Rebecca in CA said...

So...you're saying abortion should be legal because the baby until viability happens to be completely dependent upon one other person? If a woman were stuck on a desert island with an infant who depends on her for nutrition, should she have the right to abandon the baby?

Siarlys Jenkins said...

In extremis, a woman may do many things she would not do otherwise. There was a case some years ago of a plane that crashed in the Andes. In order to survive, the passengers who lived were reduced to eating the passengers who had died in the crash. They did not, noted, kill anyone for the purpose of eating them. If a woman were stuck on a desert island, ran out of food, and stopped caring for the baby, or rationed the limited food supply for herself, letting the baby starve, or killed the baby to spare it slowly starving to death, I suspect she would get off for temporary insanity or unavoidable necessity. But in most circumstances, those defences would not apply.

Accordingly, I don't see the analogy to to what a woman should be required to do with what is growing INSIDE her own body, and CANNOT be turned over to anyone else.
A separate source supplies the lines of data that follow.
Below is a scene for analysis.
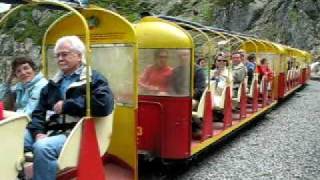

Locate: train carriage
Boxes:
[0,0,311,179]
[1,1,137,179]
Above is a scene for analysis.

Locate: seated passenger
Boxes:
[245,54,256,87]
[24,36,114,180]
[170,49,206,108]
[0,57,47,116]
[211,54,228,85]
[232,52,247,98]
[139,49,172,94]
[197,57,210,81]
[257,58,273,83]
[211,54,228,122]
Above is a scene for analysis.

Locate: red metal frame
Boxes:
[77,118,106,180]
[240,85,247,119]
[201,91,213,140]
[252,80,259,112]
[138,96,192,159]
[278,72,286,98]
[223,86,232,129]
[261,77,268,107]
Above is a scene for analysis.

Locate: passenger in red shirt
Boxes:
[139,49,172,94]
[257,58,273,82]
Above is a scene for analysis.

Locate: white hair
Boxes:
[54,36,86,62]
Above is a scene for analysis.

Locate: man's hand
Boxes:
[36,133,48,141]
[53,100,63,114]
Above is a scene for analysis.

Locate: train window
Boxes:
[47,44,134,106]
[139,49,191,97]
[92,44,135,106]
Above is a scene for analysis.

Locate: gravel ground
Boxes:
[174,81,320,180]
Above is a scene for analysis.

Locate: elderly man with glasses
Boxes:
[24,36,114,180]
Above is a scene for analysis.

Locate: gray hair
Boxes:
[54,36,86,62]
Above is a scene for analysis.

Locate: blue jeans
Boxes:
[24,130,67,180]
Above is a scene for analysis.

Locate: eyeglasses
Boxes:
[158,55,168,59]
[55,51,74,58]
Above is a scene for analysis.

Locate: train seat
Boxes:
[0,111,30,179]
[58,112,113,170]
[192,87,208,118]
[210,81,227,110]
[25,112,113,174]
[232,81,246,103]
[247,76,257,98]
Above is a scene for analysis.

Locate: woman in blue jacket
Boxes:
[9,57,48,116]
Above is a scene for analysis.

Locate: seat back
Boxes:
[0,112,29,179]
[58,112,113,170]
[192,87,208,118]
[210,81,227,110]
[232,81,246,102]
[259,76,268,93]
[247,75,258,98]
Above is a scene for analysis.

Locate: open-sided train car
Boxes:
[0,0,311,179]
[136,16,308,162]
[0,1,137,179]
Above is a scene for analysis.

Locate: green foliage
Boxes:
[90,0,142,21]
[214,0,255,6]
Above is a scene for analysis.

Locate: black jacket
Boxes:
[27,71,114,137]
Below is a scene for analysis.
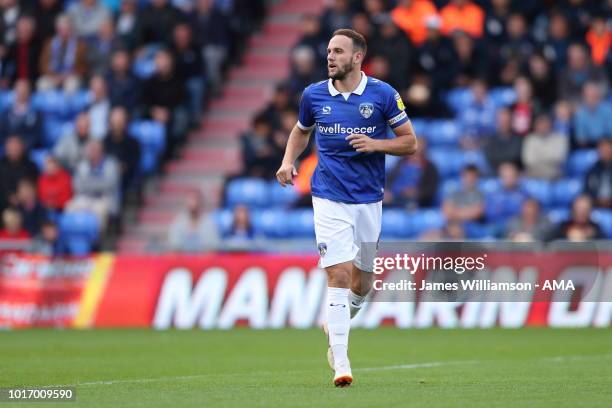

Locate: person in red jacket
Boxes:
[38,156,72,211]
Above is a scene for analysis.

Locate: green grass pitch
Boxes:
[0,328,612,408]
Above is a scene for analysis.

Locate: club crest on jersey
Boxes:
[318,242,327,256]
[359,102,374,119]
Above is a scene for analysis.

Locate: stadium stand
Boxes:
[0,0,612,255]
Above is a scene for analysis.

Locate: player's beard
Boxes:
[328,62,353,81]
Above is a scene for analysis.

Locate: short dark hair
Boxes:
[332,28,368,55]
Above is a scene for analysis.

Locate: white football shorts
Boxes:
[312,197,382,272]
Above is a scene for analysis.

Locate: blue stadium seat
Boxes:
[408,209,446,237]
[212,208,234,236]
[30,149,49,172]
[521,178,552,206]
[546,207,570,224]
[565,149,597,177]
[59,211,100,256]
[426,119,461,147]
[43,117,74,148]
[381,208,412,238]
[489,87,516,107]
[32,90,70,119]
[129,120,166,175]
[0,91,15,112]
[225,178,269,207]
[445,88,473,113]
[268,180,300,207]
[591,208,612,239]
[551,178,583,207]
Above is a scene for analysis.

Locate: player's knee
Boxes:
[326,265,351,288]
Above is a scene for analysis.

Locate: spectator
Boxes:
[30,220,67,257]
[446,31,489,86]
[586,16,612,66]
[442,165,484,222]
[584,137,612,208]
[522,113,569,180]
[417,16,456,89]
[225,205,255,247]
[485,162,527,223]
[385,140,439,207]
[116,0,142,50]
[391,0,438,46]
[38,156,72,211]
[542,11,570,73]
[87,76,111,139]
[87,19,123,76]
[53,112,91,172]
[139,0,181,45]
[0,136,38,208]
[527,54,557,109]
[0,79,42,150]
[484,0,510,47]
[0,207,31,241]
[506,198,552,242]
[484,108,522,171]
[559,44,607,104]
[458,79,497,139]
[66,140,121,229]
[6,16,40,85]
[106,50,142,109]
[68,0,111,39]
[142,50,188,151]
[554,195,603,241]
[32,0,64,44]
[172,23,205,125]
[38,15,88,91]
[241,115,277,177]
[499,13,534,62]
[574,82,612,147]
[370,18,414,89]
[15,179,48,236]
[440,0,484,38]
[321,0,351,36]
[191,0,230,94]
[511,77,538,136]
[168,193,219,253]
[553,100,572,138]
[104,107,140,191]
I am saying that so long as what is growing inside her IS growing INSIDE her, that is a very powerful argument for society to keep our collective hands off of her decision. On the other hand, if she waits seven or eight months, too bad lady, what's growing inside you is far too developed to decide NOW what you easily could have decided five months ago, in which case, nothing would have been growing inside you all this time.

Metabolic independence and mentation are indeed the standards I would apply. Together they provide a sound basis for drawing a line.